Menéndez Pidal se entrevista con Charlton Heston
Entre el delirio y la genialidad, este capítulo estruja la urdimbre de la ficción para sacar de ella su propósito esencial, que no es otro salvo la construcción de un relato, ese mecanismo que recoge el paso del hombre a través del tiempo gracias al artefacto de la elipsis, la compresión del tiempo en una versión maleable, irreal pero verosímil. Como en la ficción literaria, mejor dicho como en la ficción a secas, por las puertas del ministerio no pasa el tiempo, por eso Velázquez puede vivir en el siglo XXI o Spínola en el XI. Los viajes en el tiempo –ese mecanismo que convierte la duración de una acción en el relato- tiene un propósito específico en esta serie de televisión: detectar e impedir que cualquier intruso del pasado llegue a nuestro presente -o viceversa- con el fin de utilizar la Historia para su beneficio. Semejante misión requiere de las mentes más lúcidas y las artes más complejas: desde la intuición de quienes supieron entender el tiempo que vivieron, hasta el arrojo para cambiar –como ya lo hicieron siendo mortales- la historia. De ahí que cada miembro de la patrulla se distinga y sea una especie de virtuoso o genio de su época.
En este primer capítulo de la segunda temporada del Ministerio del tiempo, el asunto –la ficción- ha llegado tan lejos, que ha conseguido hacer metaliteratura.
Dicho así, Foucault se llevaría las manos a la cabeza: usando a artistas, guerreros o poetas, la autoridad viaja en el tiempo, ejerce el control, imparte normas entrando y saliendo de los siglos… ¿Qué es esto: la ficción como método represivo? ¿Eso no se hacía ya hace dos mil años con la fábula o con la comedia en el siglo de Oro? ¿Es la ficción una herramienta al servicio del bien colectivo?

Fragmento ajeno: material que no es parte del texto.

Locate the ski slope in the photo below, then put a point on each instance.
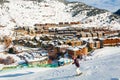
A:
(102, 65)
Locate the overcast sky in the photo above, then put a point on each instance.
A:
(111, 5)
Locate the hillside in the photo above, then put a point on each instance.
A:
(117, 12)
(30, 12)
(102, 65)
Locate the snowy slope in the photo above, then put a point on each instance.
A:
(103, 65)
(30, 12)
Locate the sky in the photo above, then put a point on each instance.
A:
(111, 5)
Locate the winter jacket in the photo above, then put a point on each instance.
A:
(76, 62)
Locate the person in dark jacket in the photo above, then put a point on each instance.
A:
(76, 62)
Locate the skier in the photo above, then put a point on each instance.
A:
(76, 62)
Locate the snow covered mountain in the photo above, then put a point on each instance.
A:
(117, 12)
(30, 12)
(103, 65)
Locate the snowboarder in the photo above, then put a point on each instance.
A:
(76, 62)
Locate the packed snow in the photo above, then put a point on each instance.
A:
(102, 65)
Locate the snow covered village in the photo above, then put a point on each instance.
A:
(58, 40)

Visto así, esa lectura resume lo que el hombre busca –y ha buscado durante años- a través del relato: fijar un hecho, aunque ello implique confeccionar versiones mejoradas o corregidas de la realidad o el pasado. ¿No dice Spínola a Entrerríos que su vida no es el lienzo de La rendición de Breda en el que Velázquez lo enalteció sino el vilipendio y la deshonra de quienes le dieron la espalda?

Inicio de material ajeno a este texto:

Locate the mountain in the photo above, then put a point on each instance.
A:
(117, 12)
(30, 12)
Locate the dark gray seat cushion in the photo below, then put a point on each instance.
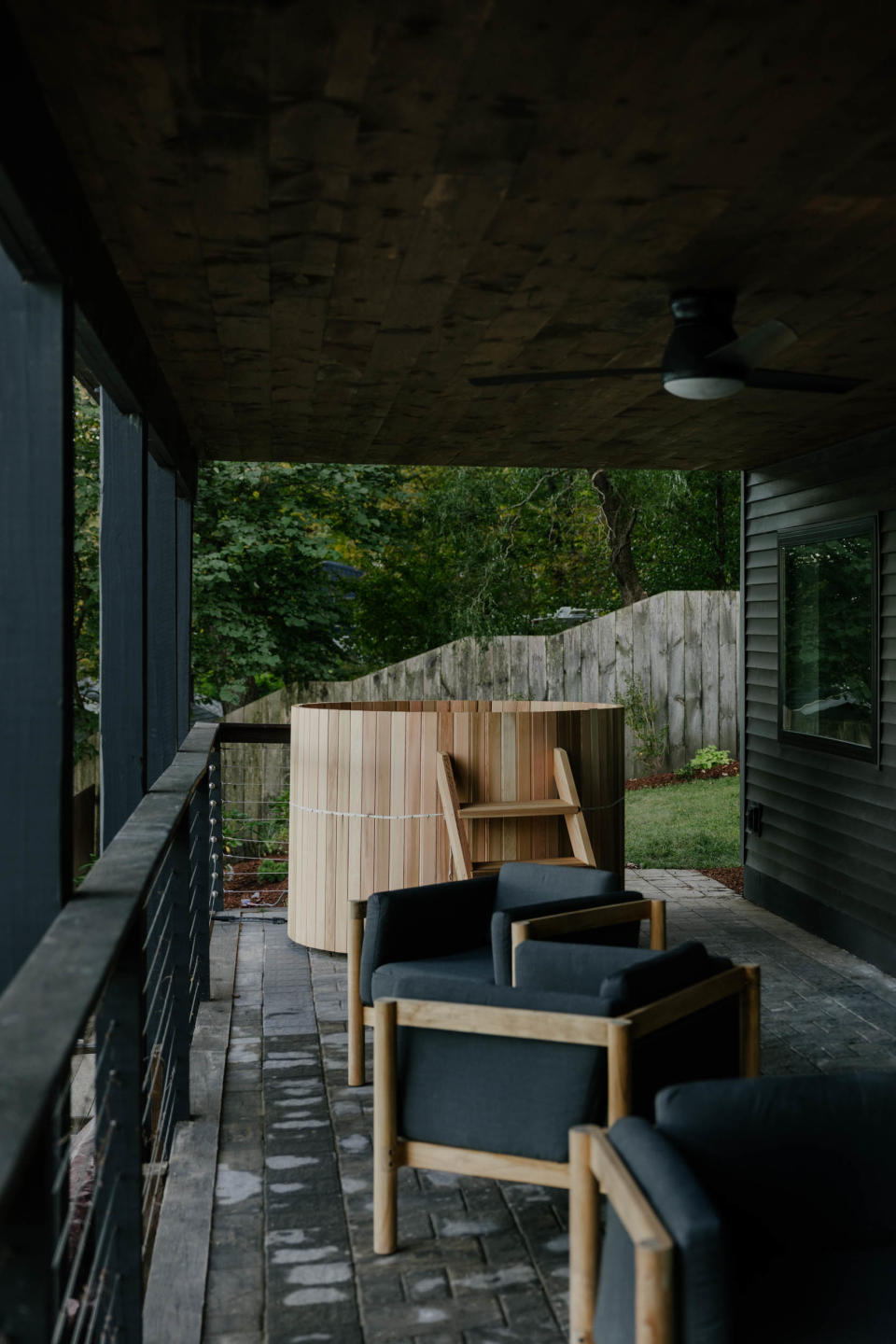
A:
(474, 965)
(449, 918)
(539, 883)
(819, 1145)
(496, 1093)
(800, 1178)
(418, 922)
(702, 1291)
(629, 977)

En este primer capítulo de la segunda temporada del Ministerio del tiempo, el asunto –la ficción- ha llegado tan lejos, que ha conseguido hacer metaliteratura. Sí, porque aunque el término haya sido saqueado de sentido por la falta de imaginación y talento de quienes lo perpetran, la metaliteratura no deja de ser lo que ya hizo Cervantes, aquello que se adentra en los mecanismos internos del relato. En un mismo capítulo de esta segunda temporada, el espectador ve al Cid morir tres veces: la primera, en el accidente que ocasiona el funcionario del ministerio; la segunda, la muerte del impostor de aquel que representa al Cid y una tercera y definitiva muerte, la que hace que Rodrigo Díaz de Vivar perviva en el tiempo relevado en la versión icónica que de él se hizo: el hombre que gana su más importante batalla, muerto. Sí, un guerrero embalsamado que triunfa desde el más allá a lomo de su caballo. Si esto no es literatura, entonces apaga y vámonos. Pero claro… ahora la tele ni se enciende ni se apaga, ahora la tele se descarga.